Wakil Wali Kota Jakarta Barat, Ali Murtadho mengatakan, selain mitigasi abu vulkanik dampak erupsi Gunung Anak Krakatau, penyemprotan ini juga sebagai upaya mengurangi dampak musim kemarau berkepanjangan.
Minimalisir dampak abu vulaknik serta menyejukkan kawasan
Kegiatan ini, jelas Ali, melibatkan jajaran kecamatan, Penanggulangan Kebakaran dan Penyelamatan (Gulkarmat), Pertamanan dan Kehutanan (Tamhut), Satpol PP, Perhubungan, BPBD dan PAM Jaya.
"Kegiatan dilaksanakan serentak pada sejumlah jalan utama di delapan kecamatan, mulai pagi hingga menjelang siang ini," katanya.
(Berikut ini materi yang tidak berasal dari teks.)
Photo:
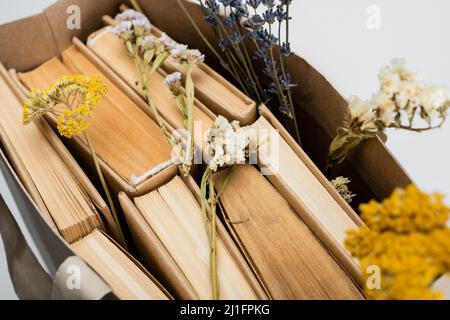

Camat Taman Sari, Simson Hutagalung mengungkapkan, penyemprotan di wilayahnya menyasar kawasan Kota Tua, Glodok dan Mangga Besar. Aksi water mist melintasi Jalan Lada Dalam, Kunir, Pintu Besar Utara, Kali Nesar Barat, Gajah Mada, Hayam Wuruk dan Jalan Mangga Besar.
Penyemprotan melibatkan satu unit mobil pompa pemadam berkapasitas 10.000 liter, serta satu mobil tangki pemyiraman Sudin Tamhut Jakarta Barat.
"Hari ini, kami juga melakukan pembagian 150 masker dan kemarin juga dibagikan 500 masker," ujarnya.
Dikatakan Simson, Selasa (8/9) kemarin, pihaknya bersama jajaran PMI juga melaksanakan penyemprotan di area Kota Tua. K
Sementara, Wakil Camat Kembangan, Abdul Chodir menjelaskan, penyemprotan di wilayahnya dilakukan di wilayah Kelurahan Meruya Utara, Srengseng, Joglo, Kembangan Utara, Meruya Selatan dan Kembangan Selatan.
"Selain area jalan, penyemprotan juga menyasar pohon-pohon yang ada di jalur hijau. Penyemprotan ini juga untuk menyejukkan kawasan," tandasnya.